La Settimana Santa in Sicilia: tra estasi ed estetica nell'arte fotografica di Salvo Alibrio

di Pippo Lombardo

Sussulti estetici e spasmi emozionali colgono lo spettatore davanti agli scatti di Salvo Alibrio che in appena qualche secondo cattura secoli di atmosfere pasquali, restituendole al futuro per custodirne la memoria. Così la tradizione continua a raccontare per perpetuare un rito tra generazioni di uomini, di donne, di bambini, di vecchi che, alternandosi sul precario palcoscenico della vita, seguitano ad accalcarsi ancora attorno a quei magnifici fercoli dorati che trasportano un loro Gesù, in croce, deposto, risorto; una loro Maria, addolorata, pietosa.

La sacralità della rievocazione si manifesta in una mescolanza di corpi, umani e divini, da cui emana un afflato mistico che lascia senza parole, perchè insufficienti a spiegare l'accadimento di tanto stupore che lambisce moltitudini di anime che nell'occasione provano a ritrovare se stesse, la collettività di appartenenza, in un atto di purificazione che generi estasi fino all'identificazione con quel divino che l'arte ci restituisce in una forma tropologica generatrice di un'estetica che si richiama a modelli alti della cultura figurativa europea, di schiere di artisti che hanno prodotto tele, sculture come La crocifissione di Masaccio o il Cristo in croce di Salvador Dalì, il Cristo morto di Mantegna o quello di Hans-Holbein il Giovane, il Cristo risorto di Piero della Francesca o di Rubens, l'Addolorata di Carlo Dolci o di James Tissot, la Vespervild di Klagenfurt o la Pietà di Michelangelo, solo per citare tra gli esempi più conosciuti.

Gli "appunti" fotografici pasquali di Salvo Alibrio riassumono con abile maestria un "corredo" iconografico demologico vivente, palpitante, che tracima sudore e lacrime, che anela, che espia, che non dispera, pregando come atto propriziatorio di allontanamento di ogni male che si insinua subdolo e invisibile nelle pieghe della nostra fragilità umana. E processioni pasquali affollate, invadono religiosamente le strade di San Fratello, Prizzi, Modica, anzichè Barrafranca, Pietraperzia, Enna.

E difronte a questa incontenibile sicilianità devozionale sembra quasi di assistere ad antichi riti ancestrali, di cui il distratto uomo moderno ne ha perso le tracce.

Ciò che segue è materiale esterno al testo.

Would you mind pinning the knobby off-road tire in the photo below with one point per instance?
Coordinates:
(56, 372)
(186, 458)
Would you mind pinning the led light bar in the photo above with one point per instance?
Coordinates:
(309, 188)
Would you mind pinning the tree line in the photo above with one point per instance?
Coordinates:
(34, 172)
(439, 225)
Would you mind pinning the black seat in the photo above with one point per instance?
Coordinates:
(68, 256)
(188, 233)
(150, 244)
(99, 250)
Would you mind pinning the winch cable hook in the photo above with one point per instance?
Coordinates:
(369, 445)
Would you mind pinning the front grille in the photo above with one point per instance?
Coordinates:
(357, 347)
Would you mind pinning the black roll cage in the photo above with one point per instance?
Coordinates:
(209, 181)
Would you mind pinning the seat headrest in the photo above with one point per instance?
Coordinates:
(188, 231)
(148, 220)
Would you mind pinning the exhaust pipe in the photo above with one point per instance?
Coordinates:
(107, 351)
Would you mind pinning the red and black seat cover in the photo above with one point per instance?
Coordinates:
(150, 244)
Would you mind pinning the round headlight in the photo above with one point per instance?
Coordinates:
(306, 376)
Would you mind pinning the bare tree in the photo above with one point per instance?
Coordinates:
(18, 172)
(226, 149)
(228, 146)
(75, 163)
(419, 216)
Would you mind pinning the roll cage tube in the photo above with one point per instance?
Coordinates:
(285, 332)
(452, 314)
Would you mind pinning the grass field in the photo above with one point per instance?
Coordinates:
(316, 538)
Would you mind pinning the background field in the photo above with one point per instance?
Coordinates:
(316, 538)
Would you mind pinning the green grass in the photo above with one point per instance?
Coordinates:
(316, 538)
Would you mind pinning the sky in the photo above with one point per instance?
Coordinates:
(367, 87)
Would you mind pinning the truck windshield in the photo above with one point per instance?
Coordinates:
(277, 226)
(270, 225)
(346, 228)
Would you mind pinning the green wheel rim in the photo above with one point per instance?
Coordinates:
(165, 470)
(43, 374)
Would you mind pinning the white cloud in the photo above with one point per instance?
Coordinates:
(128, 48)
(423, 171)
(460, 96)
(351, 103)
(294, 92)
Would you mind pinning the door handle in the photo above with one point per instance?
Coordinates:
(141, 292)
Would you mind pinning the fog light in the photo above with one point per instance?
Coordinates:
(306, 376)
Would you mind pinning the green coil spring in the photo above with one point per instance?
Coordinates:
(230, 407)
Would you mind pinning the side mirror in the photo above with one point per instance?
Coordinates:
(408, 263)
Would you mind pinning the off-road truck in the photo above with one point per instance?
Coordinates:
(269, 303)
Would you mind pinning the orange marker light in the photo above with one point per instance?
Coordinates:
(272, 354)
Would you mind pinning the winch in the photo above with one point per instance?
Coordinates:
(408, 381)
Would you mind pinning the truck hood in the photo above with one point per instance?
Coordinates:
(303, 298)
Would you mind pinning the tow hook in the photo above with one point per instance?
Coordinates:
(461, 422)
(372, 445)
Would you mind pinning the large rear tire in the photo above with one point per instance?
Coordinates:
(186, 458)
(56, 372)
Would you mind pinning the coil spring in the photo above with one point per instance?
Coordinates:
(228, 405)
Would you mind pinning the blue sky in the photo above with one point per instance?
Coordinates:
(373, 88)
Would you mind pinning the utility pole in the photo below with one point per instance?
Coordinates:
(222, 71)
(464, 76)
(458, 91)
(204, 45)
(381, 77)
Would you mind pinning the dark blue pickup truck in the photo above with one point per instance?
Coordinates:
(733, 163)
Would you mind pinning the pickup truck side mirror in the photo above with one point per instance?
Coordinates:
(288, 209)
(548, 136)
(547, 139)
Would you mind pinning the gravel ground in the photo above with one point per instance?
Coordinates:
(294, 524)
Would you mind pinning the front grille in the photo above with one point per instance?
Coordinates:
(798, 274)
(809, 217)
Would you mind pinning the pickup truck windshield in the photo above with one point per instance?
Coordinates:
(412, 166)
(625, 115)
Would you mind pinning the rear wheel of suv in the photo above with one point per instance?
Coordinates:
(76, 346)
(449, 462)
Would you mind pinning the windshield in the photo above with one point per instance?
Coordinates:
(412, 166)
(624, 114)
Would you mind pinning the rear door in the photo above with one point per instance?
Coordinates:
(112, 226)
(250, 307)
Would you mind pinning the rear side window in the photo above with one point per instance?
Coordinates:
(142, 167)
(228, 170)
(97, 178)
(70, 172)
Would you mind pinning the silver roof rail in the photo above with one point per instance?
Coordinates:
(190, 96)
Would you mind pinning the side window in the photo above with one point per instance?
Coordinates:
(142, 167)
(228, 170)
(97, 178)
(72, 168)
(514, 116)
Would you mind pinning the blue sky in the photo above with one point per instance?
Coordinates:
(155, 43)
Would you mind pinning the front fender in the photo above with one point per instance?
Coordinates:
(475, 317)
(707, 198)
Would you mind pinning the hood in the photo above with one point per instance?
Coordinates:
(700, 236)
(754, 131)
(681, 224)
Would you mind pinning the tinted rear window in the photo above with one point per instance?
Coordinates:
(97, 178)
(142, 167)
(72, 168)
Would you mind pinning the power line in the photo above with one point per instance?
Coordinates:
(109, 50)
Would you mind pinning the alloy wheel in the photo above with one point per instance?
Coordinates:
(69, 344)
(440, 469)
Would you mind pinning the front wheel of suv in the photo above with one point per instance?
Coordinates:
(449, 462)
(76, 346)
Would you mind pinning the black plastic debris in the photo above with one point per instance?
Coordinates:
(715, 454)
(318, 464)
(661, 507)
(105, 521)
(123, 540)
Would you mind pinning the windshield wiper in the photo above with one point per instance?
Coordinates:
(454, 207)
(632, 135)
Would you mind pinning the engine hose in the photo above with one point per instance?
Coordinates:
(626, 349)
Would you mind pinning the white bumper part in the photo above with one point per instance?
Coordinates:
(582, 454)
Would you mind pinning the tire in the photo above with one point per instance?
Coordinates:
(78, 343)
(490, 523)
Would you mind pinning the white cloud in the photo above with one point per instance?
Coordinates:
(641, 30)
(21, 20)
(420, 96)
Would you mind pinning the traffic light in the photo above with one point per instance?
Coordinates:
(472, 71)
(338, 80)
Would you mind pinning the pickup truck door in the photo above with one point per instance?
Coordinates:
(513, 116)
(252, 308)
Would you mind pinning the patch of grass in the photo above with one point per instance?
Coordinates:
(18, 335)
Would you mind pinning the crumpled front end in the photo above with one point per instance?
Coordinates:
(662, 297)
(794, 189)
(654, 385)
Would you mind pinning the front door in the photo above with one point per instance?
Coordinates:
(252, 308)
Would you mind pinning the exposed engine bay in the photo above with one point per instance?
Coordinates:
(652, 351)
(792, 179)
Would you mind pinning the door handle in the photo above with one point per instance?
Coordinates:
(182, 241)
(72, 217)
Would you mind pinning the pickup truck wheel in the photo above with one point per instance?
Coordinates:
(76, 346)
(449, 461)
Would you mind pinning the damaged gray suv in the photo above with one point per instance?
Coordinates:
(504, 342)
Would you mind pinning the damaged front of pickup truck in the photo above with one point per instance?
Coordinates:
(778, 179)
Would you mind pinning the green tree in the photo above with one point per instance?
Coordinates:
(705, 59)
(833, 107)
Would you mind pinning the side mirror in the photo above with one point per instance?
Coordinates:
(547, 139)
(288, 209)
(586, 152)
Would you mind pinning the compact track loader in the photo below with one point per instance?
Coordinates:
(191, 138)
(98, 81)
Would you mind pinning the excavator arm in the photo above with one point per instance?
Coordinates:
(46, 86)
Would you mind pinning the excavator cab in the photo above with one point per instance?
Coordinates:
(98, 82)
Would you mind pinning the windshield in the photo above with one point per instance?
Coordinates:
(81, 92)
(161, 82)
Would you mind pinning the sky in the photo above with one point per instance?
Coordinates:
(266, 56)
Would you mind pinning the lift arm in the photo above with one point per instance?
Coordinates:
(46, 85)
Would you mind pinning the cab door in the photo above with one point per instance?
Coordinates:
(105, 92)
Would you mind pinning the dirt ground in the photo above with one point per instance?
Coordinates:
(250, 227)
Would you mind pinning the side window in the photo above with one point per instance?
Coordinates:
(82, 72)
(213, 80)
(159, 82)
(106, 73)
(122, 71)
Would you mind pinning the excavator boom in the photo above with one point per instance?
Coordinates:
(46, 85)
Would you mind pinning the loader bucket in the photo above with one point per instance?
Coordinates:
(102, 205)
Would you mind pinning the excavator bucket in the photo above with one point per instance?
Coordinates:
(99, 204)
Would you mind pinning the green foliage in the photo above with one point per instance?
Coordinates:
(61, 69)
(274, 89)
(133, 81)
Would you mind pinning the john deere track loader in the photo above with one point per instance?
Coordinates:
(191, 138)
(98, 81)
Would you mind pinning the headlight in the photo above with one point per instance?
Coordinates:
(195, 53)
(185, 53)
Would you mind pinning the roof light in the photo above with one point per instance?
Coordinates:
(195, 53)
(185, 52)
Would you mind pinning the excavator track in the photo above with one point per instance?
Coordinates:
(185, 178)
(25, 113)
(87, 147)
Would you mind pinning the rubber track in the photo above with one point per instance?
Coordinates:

Così Salvo Alibrio si assume l'oneroso e delicato compito di recuperare, da siciliano, gli aspetti più autentici, profondi nel tempo e nello spazio, di quelle tracce, brandendo la macchina fotografica come arma di pace a difesa di un patrimonio inestimabile che ogni anno trasforma i nostri spazi urbani rumorosi, inquinati, spesso degradati della nostra alienante modernità in un vivificante teatro rituale, religioso, anagogico, dove ritrovare i nostri avi, dove soprattutto ritrovarci nello spirito.

Un rito collettivo che potrebbe sembrare a prima vista una drammatizzazione tribale, segno di arretratezza, ma che invece reppresenta forse l'ultima frontiera di un mondo che disorientato baratta la propria umanità con l'apparente benessere consumistico, proprio quella stessa umanità che, però, prepotente nelle ricorrenze pasquali riemerge con tutta la sua forza, come la bianca luce squarcia le ombre nere delle immagini fotografiche di Salvo Alibrio, alla ricerca della Verità smarrita in una routine avvilente che ci omologa sempre più, e così che la sua arte fotografica, supportata da una straordinaria sensibilità, travalica la contingenza, provando a consegnarsi al futuro, con la consapevolezza che: “Fare una fotografia significa partecipare della mortalità di un'altra persona (o di un'altra cosa) ed è proprio isolando un determinato movimento che tutte le fotografie attestano l'inesorabile azione dissolvente del tempo.” , come afferma Susan Sontag in Sulla fotografia. Realtà e immagine nella nostra società (1977).